Different servers in cluster might have a clock skew, and therefore between different shards or even between different collections the time stamps are not guaranteed to be comparable. The Hybrid Logical Clock feature does one thing to address this issue: Whenever a message is sent from a node in cluster to another node, it is ensured that any timestamp taken on second node after the message has arrived is greater than any timestamp taken on first node before the message was sent.

The above ensures that if there is some causality between events on different servers, time stamps increase from cause to effect. A direct consequence of this is that sometimes a server has to take timestamps that seem to come from the future of its own clock. It will however still produce ever increasing timestamps. If the clock skew is small, then your timestamps will relatively accurately describe the time when the document revision was actually written.

GDN uses 64bit unsigned integer values to maintain document revisions internally. At this stage we intentionally do not document the exact format of the revision values. When returning document revisions to clients, C8 will put them into a string to ensure the revision is not clipped by clients that do not support big integers.

Note

The _rev attribute can be used as a pre-condition for queries, to avoid lost update situations. That is, if a client fetches a document from the server, modifies it locally (but with the _rev attribute untouched) and sends it back to the server to update the document, but meanwhile the document was changed by another operation, then the revisions do not match anymore and the operation is cancelled by the server. Without this mechanism, the client would accidentally overwrite changes made to the document without knowing about it.

In order to find a particular revision of a document, you need the document handle or key, and the document revision.

Multiple Documents in Single call:

The basic document API has been designed to handle not only single documents but multiple documents in a single command. This is crucial for performance, in that it reduces the overhead of individual network round trips between the client and the server.

The general idea to perform multiple document operations in a single command is to use JSON arrays of objects in the place of a single document. As a consequence, document keys, handles and revisions for preconditions have to be supplied embedded in the individual documents given. Multiple document operations are restricted to a single document or edge collection.

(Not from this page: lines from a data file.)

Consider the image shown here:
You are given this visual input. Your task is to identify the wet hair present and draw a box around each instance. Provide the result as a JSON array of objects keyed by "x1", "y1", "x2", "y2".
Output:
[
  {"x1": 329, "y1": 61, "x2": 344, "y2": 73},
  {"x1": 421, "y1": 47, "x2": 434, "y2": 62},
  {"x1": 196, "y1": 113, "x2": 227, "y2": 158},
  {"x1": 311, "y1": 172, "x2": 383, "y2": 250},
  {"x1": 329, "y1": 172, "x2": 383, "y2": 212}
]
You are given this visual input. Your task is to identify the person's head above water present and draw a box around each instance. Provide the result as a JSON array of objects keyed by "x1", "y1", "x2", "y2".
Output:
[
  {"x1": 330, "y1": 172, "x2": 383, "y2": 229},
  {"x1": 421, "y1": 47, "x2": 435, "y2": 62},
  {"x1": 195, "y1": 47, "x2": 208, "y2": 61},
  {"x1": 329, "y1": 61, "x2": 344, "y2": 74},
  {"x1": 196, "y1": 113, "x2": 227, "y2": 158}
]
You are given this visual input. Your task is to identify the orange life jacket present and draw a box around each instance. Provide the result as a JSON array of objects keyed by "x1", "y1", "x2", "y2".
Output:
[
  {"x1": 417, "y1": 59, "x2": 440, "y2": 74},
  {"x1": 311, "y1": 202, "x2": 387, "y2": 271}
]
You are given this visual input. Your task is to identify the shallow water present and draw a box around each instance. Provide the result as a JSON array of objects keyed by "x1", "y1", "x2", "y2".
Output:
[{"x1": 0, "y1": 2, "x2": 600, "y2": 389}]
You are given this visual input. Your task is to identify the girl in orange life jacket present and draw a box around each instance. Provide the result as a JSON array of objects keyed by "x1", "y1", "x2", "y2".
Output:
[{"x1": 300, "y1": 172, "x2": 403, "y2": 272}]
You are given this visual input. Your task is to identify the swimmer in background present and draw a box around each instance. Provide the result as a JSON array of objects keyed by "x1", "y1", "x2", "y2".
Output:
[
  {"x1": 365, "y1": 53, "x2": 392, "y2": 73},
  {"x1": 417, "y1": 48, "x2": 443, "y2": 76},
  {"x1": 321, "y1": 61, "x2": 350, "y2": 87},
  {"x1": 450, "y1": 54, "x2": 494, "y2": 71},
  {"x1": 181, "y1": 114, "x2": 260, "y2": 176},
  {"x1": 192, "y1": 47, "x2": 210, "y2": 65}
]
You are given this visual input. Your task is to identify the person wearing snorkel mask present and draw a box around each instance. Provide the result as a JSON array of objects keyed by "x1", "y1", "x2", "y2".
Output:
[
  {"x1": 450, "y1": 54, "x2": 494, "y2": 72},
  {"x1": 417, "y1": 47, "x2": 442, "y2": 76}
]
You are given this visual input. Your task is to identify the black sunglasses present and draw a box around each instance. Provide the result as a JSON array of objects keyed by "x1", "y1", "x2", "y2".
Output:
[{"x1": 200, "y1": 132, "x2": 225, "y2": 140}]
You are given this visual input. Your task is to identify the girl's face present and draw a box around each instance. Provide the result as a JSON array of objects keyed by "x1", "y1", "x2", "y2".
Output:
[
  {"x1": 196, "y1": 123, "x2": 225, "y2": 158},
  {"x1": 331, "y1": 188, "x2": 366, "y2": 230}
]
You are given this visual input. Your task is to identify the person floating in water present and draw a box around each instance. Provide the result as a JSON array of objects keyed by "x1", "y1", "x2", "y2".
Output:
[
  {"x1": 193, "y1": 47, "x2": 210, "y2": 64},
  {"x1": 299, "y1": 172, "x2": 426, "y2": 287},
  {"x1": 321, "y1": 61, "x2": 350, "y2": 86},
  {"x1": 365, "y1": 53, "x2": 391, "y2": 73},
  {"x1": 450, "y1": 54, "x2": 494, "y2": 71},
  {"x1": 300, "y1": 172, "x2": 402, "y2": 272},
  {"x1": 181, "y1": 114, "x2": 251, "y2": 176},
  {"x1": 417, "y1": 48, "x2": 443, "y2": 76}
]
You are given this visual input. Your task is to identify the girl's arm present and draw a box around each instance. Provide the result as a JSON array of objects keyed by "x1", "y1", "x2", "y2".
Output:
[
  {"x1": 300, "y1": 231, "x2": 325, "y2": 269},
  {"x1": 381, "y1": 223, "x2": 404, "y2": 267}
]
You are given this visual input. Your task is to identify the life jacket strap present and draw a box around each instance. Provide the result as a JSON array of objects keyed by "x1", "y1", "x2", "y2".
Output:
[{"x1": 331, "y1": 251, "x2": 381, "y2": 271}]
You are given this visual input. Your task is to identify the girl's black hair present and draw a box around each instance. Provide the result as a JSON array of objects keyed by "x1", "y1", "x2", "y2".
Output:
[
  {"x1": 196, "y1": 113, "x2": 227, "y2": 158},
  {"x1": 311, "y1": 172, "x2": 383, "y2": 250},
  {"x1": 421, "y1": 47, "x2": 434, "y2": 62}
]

Working with Monetary Data:

Applications that handle monetary data often require to capture fractional units of currency and need to emulate decimal rounding without precision loss. Compared to relational databases, JSON does not support arbitrary precision out-of-the-box but there are suitable workarounds.

There are two ways to handle monetary data:

  • Monetary data as integer: If you store data as integer, decimals can be avoided by using a general scale factor, eg. 100 making 19.99 to 1999. This solution will work for digits of up to (excluding) 253 without precision loss. Calculations can then be done on the server side.

  • Monetary data as string: If you only want to store and retrieve monetary data you can do so without any precision loss by storing this data as string. However, when using strings for monetary data values it will not be possible to do calculations on them on the server. Calculations have to happen in application logic that is capable of doing arithmetic on string-encoded integers.

Data Retrieval:

Queries are used to filter documents based on certain criteria, to compute new data, as well as to manipulate or delete existing documents. Queries can be as simple as a "query by example" or as complex as "joins" using many collections or traversing graph structures. They are written in the C8 Query Language (C8QL).

Cursors are used to iterate over the result of queries, so that you get easily processable batches instead of one big hunk.

Indexes are used to speed up searches. There are various types of indexes, such as Persistent Indexes, TTL indexes, Search indexes and geo indexes.

Graph model

In GDN, you can turn your documents into graph structures for semantic queries with nodes, edges and properties to represent and store data. A key concept of the system is the idea of a graph, which directly relates data items in the database.

In SQL databases, you have the notion of a relation table to store n:m relationships between two data tables. An edge collection is somewhat similar to these relation tables; A vertex collection resemble the data tables with the objects to connect.

While simple graph queries with fixed number of hops via the relation table may be doable in SQL with several nested joins, graph databases can handle an arbitrary number of these hops over edge collections.

Graph data models are particularly good at queries on graphs that involve paths in the graph of an a priori unknown length. For example, finding the shortest path between two vertices in a graph, or finding all paths that match a certain pattern starting at a given vertex are such examples.

Search Views & Analyzers

GDN provides information retrieval features, natively integrated into C8QL query language and with support for all data models. It is primarily a full-text search engine, a much more powerful alternative to the full-text index type provided on the collections.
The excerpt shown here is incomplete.